Major Victory for Plaintiffs Against Generics Out of Alabama Supreme Court

               On January 11, 2013, the Alabama Supreme Court issued an opinion in Weeks v. Wyeth, a matter pending in the Middle District of Alabama.  Wyeth filed an application for rehearing.  On August 15, 2014, the Supreme Court overruled the rehearing application but substituted a new opinion.  In other words, the January 11, 2013 “outcome” remained unchanged.
            The Middle District posed the following certified question:  “Under Alabama law, may a drug company be held liable for fraud or misrepresentation (by misstatement or omission), based on statements it made in connection with the manufacture or distribution of a brand-name drug, by a plaintiff claiming physical injury from a generic drug manufactured and distributed by a different company?”.  In an opinion written by Justice Bolin, the Supreme Court answered in the affirmative.  This “outcome” is contrary to similar rulings in other jurisdictions.
            Weeks’s treating physician wrote a prescription for Reglan but did not specify that the pharmacist must fill the prescription with “brand-name” Reglan.  As permitted by a state statute and encouraged by medical insurers, Weeks’s pharmacist provided him with a generic version of Reglan, which Weeks ingested.
            Chief Justice Moore, who was not on the Court on January 11, 2013, wrote a dissent in which he advocated that the Court should not have accepted the invitation to answer the posed certify question because there was an insignificantly developed factual record.
            Wyeth’s position appeared to be that Weeks was seeking to prosecute AEMLD claims in a situation where he was injured after taking a drug which was not manufactured by Wyeth.  Justice Bolin wrote that, as to Wyeth, Weeks was not prosecuting any AEMLD claim, predicated on the prescribed drug being defectively.  Instead, Weeks’s theory was that Wyeth’s fraudulent conduct lead to Reglan being prescribed in the manner that it was.

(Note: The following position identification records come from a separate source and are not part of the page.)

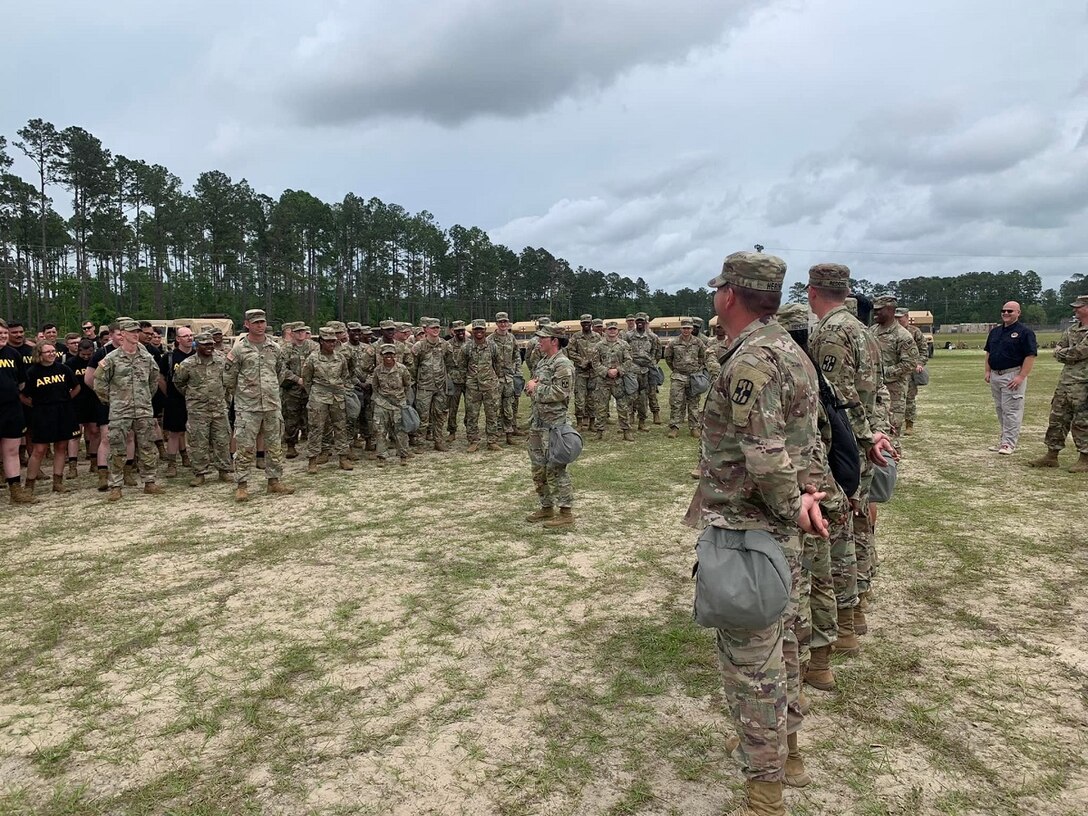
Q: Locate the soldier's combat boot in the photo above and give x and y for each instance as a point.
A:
(763, 799)
(19, 496)
(566, 518)
(1047, 460)
(848, 643)
(795, 774)
(818, 675)
(541, 515)
(276, 486)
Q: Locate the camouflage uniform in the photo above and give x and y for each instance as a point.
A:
(684, 356)
(126, 382)
(579, 351)
(555, 383)
(429, 357)
(759, 450)
(1068, 408)
(604, 356)
(254, 373)
(390, 390)
(208, 430)
(482, 365)
(326, 378)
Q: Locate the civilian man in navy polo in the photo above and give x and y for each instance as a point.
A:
(1010, 354)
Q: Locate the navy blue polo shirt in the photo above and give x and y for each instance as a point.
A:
(1009, 345)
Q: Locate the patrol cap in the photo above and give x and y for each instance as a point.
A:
(829, 276)
(751, 271)
(793, 317)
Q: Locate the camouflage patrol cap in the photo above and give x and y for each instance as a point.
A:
(751, 271)
(829, 276)
(551, 331)
(793, 317)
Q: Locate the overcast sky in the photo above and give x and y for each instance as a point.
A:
(631, 136)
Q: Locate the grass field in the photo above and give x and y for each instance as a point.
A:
(392, 643)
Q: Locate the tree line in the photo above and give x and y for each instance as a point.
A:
(137, 242)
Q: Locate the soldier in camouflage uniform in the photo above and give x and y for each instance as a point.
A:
(899, 356)
(911, 411)
(761, 466)
(455, 368)
(645, 350)
(200, 379)
(549, 390)
(429, 359)
(482, 371)
(685, 356)
(1068, 409)
(254, 373)
(125, 381)
(579, 351)
(326, 375)
(509, 365)
(610, 359)
(390, 384)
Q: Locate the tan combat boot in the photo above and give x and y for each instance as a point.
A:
(764, 799)
(19, 496)
(541, 515)
(795, 774)
(848, 643)
(1047, 460)
(276, 486)
(818, 675)
(566, 518)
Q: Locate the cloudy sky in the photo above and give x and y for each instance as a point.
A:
(632, 136)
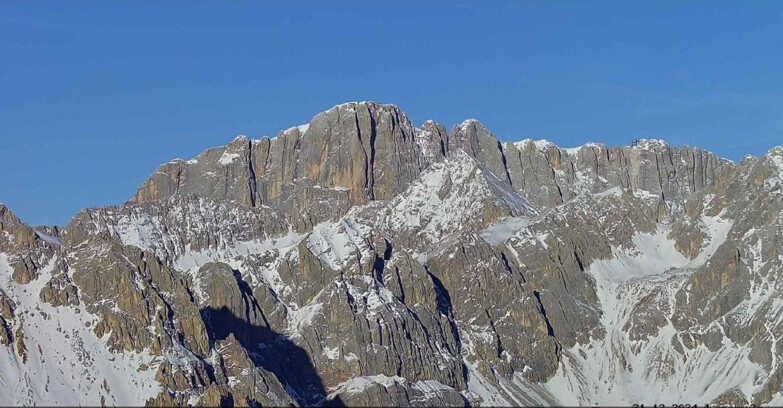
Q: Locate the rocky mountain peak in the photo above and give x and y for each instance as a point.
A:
(361, 260)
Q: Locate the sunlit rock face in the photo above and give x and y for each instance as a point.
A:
(362, 260)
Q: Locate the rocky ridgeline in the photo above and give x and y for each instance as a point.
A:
(361, 260)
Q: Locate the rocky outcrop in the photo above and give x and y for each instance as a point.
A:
(360, 260)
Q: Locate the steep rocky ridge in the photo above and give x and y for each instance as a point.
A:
(361, 260)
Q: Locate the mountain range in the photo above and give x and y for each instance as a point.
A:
(362, 260)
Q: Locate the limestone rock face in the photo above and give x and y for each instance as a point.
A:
(360, 260)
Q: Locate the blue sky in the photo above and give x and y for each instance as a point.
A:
(94, 95)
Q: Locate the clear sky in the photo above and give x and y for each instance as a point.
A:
(95, 95)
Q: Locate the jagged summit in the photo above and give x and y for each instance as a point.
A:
(361, 260)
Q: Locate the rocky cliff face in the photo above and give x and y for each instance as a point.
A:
(361, 260)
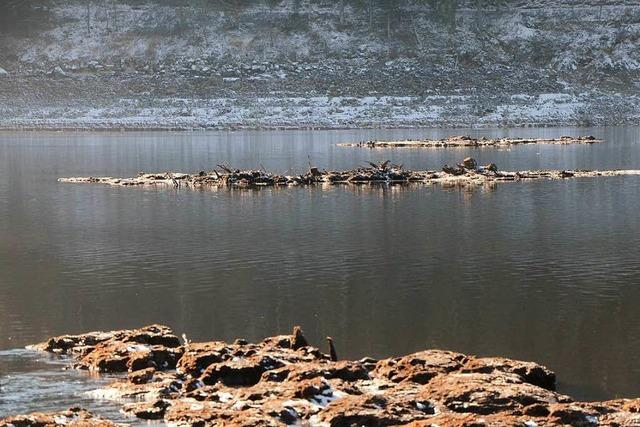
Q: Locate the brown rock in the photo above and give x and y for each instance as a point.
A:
(419, 367)
(71, 417)
(488, 393)
(529, 372)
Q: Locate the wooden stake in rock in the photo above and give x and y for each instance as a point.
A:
(332, 350)
(298, 340)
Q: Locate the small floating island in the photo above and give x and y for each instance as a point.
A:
(283, 380)
(467, 141)
(467, 173)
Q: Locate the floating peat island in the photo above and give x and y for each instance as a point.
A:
(467, 141)
(283, 380)
(467, 173)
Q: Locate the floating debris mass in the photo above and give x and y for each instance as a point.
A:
(467, 173)
(467, 141)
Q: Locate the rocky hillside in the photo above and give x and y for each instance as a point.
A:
(297, 63)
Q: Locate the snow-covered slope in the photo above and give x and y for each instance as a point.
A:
(295, 63)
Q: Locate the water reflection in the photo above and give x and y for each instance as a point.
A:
(541, 271)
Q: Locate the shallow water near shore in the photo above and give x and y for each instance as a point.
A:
(542, 271)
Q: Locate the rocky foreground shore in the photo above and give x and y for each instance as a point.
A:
(283, 380)
(466, 174)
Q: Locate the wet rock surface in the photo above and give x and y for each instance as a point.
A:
(71, 417)
(467, 173)
(283, 380)
(467, 141)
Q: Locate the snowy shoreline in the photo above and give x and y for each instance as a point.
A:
(266, 113)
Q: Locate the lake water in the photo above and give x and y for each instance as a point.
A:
(545, 271)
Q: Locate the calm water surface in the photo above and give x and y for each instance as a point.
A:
(544, 271)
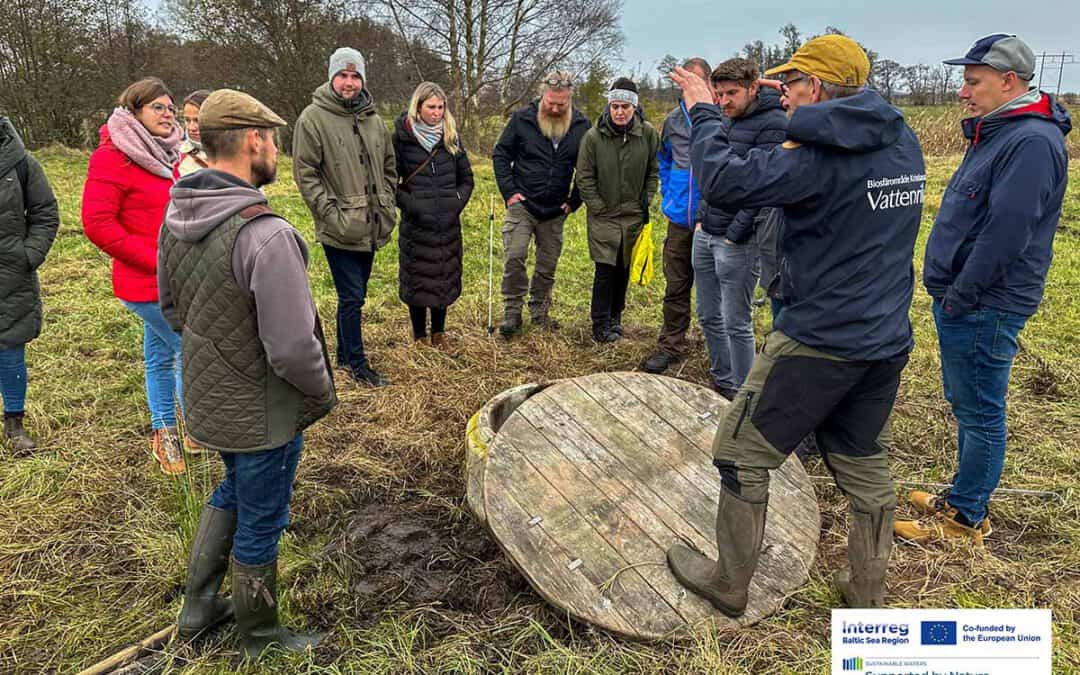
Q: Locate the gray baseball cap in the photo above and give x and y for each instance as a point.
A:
(1001, 52)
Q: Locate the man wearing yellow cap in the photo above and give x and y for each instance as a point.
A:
(850, 179)
(232, 278)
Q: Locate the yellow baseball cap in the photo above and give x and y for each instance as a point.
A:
(837, 59)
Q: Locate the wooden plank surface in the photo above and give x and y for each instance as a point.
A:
(589, 482)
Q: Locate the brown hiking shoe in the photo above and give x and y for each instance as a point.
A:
(930, 503)
(941, 525)
(167, 451)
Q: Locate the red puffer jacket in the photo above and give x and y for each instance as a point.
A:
(123, 206)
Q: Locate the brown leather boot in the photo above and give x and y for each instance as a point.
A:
(740, 527)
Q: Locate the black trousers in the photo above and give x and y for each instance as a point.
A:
(419, 318)
(609, 293)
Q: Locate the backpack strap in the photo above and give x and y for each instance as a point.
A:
(23, 171)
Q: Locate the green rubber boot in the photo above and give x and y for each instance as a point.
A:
(255, 598)
(210, 562)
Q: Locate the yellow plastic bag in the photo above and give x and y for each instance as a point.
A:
(640, 258)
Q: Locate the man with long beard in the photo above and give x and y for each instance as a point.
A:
(232, 277)
(534, 166)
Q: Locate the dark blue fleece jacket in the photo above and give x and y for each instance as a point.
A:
(993, 240)
(763, 126)
(850, 178)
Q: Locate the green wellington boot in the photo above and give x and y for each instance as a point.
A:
(740, 527)
(255, 598)
(210, 562)
(869, 544)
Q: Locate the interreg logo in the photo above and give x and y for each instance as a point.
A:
(895, 192)
(939, 632)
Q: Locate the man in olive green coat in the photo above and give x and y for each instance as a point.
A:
(343, 164)
(618, 175)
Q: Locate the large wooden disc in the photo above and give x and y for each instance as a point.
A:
(590, 481)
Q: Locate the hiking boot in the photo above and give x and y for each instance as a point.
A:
(192, 446)
(367, 375)
(511, 324)
(727, 392)
(740, 526)
(167, 450)
(869, 544)
(605, 335)
(941, 525)
(659, 362)
(929, 503)
(16, 435)
(255, 603)
(206, 568)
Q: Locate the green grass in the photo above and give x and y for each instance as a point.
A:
(93, 538)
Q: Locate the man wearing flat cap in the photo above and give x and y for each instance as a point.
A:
(850, 179)
(232, 279)
(986, 266)
(345, 167)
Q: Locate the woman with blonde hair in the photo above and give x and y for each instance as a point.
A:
(192, 157)
(123, 204)
(435, 183)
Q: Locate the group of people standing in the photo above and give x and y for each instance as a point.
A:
(811, 184)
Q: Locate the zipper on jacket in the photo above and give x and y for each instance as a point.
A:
(742, 416)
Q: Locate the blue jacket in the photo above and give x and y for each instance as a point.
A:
(850, 179)
(993, 240)
(677, 186)
(764, 125)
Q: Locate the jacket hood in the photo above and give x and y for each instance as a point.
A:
(325, 97)
(1043, 106)
(858, 123)
(204, 200)
(12, 149)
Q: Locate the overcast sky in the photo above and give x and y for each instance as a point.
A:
(906, 31)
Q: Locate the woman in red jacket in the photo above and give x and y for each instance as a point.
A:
(123, 205)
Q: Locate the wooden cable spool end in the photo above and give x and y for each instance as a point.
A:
(586, 482)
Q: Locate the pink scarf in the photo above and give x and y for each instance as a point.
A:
(153, 153)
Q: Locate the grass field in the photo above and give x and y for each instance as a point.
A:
(382, 551)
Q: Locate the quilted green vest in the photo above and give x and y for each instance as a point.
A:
(232, 399)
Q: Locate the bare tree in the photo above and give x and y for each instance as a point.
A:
(498, 50)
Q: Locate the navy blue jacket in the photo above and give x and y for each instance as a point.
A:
(528, 162)
(850, 178)
(765, 125)
(993, 240)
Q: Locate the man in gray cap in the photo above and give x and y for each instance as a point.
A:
(232, 279)
(986, 266)
(343, 164)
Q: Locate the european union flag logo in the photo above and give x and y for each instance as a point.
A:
(939, 632)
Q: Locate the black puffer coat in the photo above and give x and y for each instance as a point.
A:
(28, 223)
(429, 238)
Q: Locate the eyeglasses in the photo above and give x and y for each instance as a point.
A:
(160, 108)
(558, 82)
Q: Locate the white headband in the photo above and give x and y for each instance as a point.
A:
(623, 94)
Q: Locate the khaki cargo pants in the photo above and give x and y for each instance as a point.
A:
(794, 390)
(518, 228)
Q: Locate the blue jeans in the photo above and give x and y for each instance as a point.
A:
(258, 487)
(350, 269)
(977, 351)
(161, 356)
(13, 378)
(725, 275)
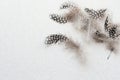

            Justice Bolin noted (a) that, like many states, the Alabama Legislature enacted a law which allowed pharmacists to substitute a generic version of a prescribed “brand name” drug unless the physician mandates that the prescription be filled with the “brand name” manufacturer’s drug and (b) that health insurers and others prefer filling prescriptions with generics and there are economic reasons why a patient may be willing to accept a generic over a brand name.  Justice Bolin also outlined the FDA rules and regulations which prevent generic manufacturers from providing information and warnings different from those approved for dissemination by the brand-name manufacturer.  In other words, the brand-name maker, and not the generic company, controls the information upon which physicians rely in choosing to prescribe the subject drug. 
            The opinion expressly stated that the Court was not ruling on the ultimate merits of the case.  The Court merely found that Weeks could pursue this theory despite having not ingested Wyeth’s product.  [This may explain Chief Justice Moore’s dissent because there were no facts developed as to whether the prescribing physician relied on Wyeth-supplied information in deciding to prescribe Reglan in the manner in which he did.]
            This opinion appears to promote the notion that brand-name drug manufacturers should be held legally accountable if they made misrepresentations or omissions which resulted in physicians “mis-prescribing” a drug.  Brand-name manufacturers know that, when a physician prescribes a drug by its brand name, the prescription may be filled with a generic version and that physicians may rely on the information which can only come from the brand-name manufacturer because the generic manufacturer typically cannot provide any differing information.